On Wed, Aug 10, 2022 at 03:27:33PM -0400, Felix Miata wrote:
Michal Suchánek composed on 2022-08-10 19:32 (UTC+0200):
while the Core(2) CPUs are usable today they are nearing their practical usability EOL.
I don't see it as CPU per se. I have multiple Core2Duos, an i5-11400 and various in between. Newer CPU generations mainly mean more threads per price point. CPU
Each new iteration tends to be about 10-20% fater for some definition of faster which accumulates over time. If raw CPU power was the problem we would not get new Celerons and APUs, though.
speed range hasn't been evolving. The big differences I see are all I/O-related, DDR2 vs. DDR3 vs. DDR4, NVME vs SATA, maximum supported RAM 4G vs. various multiples of 4G, and availability of USB3 and its ostensible competitors.
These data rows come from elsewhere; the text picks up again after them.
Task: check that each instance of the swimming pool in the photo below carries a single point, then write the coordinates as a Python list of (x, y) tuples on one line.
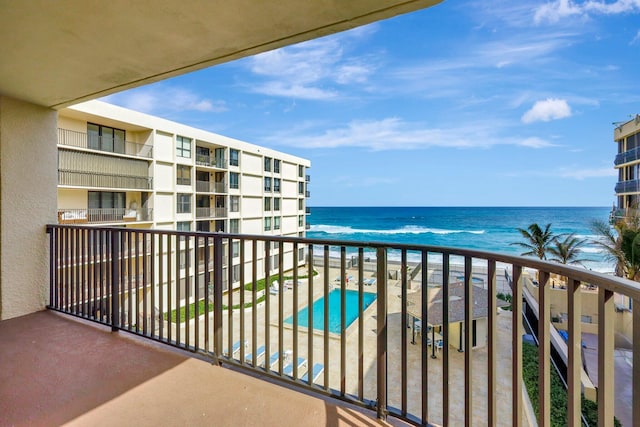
[(334, 310)]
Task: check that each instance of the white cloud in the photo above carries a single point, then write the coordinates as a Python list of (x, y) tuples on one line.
[(549, 109), (557, 10), (395, 134), (315, 69), (158, 98)]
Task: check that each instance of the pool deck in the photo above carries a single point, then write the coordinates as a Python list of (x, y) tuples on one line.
[(414, 356)]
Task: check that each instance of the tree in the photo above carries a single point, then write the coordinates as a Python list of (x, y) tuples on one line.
[(621, 244), (537, 241), (566, 251)]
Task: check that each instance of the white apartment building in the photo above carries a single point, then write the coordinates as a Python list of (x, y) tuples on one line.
[(118, 167)]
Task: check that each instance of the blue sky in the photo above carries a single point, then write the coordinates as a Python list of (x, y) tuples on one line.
[(467, 103)]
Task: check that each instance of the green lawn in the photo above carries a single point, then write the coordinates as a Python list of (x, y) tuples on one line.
[(260, 285)]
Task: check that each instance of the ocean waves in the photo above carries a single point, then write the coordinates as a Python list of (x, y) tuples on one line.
[(408, 229)]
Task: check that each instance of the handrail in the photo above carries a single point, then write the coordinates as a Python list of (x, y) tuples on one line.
[(92, 277), (77, 139)]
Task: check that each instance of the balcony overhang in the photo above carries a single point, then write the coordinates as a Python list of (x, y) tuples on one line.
[(57, 54)]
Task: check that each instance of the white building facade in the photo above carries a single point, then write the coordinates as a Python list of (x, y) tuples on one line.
[(118, 167)]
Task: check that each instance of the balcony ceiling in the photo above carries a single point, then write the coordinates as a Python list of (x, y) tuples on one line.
[(56, 54)]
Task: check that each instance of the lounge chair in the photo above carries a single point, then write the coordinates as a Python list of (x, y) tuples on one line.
[(288, 369), (317, 370), (259, 354)]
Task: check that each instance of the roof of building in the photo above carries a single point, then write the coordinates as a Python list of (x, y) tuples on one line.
[(456, 304)]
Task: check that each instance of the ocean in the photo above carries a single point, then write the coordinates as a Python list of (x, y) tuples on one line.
[(482, 228)]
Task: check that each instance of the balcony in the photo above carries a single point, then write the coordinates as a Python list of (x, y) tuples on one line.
[(103, 216), (208, 212), (210, 187), (394, 350), (211, 162), (75, 139), (632, 186), (102, 180), (627, 156)]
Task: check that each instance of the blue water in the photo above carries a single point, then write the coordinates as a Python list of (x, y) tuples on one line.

Basic
Sure, and at some point some of the IO capabilities become essential rendering the systems that don't have them impractical to use. Different video interfaces and screen size limits exist, too.
internet, writing and spreadsheet functionality still exists in 2G max RAM PCs,
Which is very close to the 4G limit mentioned above and potential bottleneck in the near future.
just not with flagship desktop environments or lots of browser tabs, PCs for people with minimal budgets, depending on what they can get for little to no cost.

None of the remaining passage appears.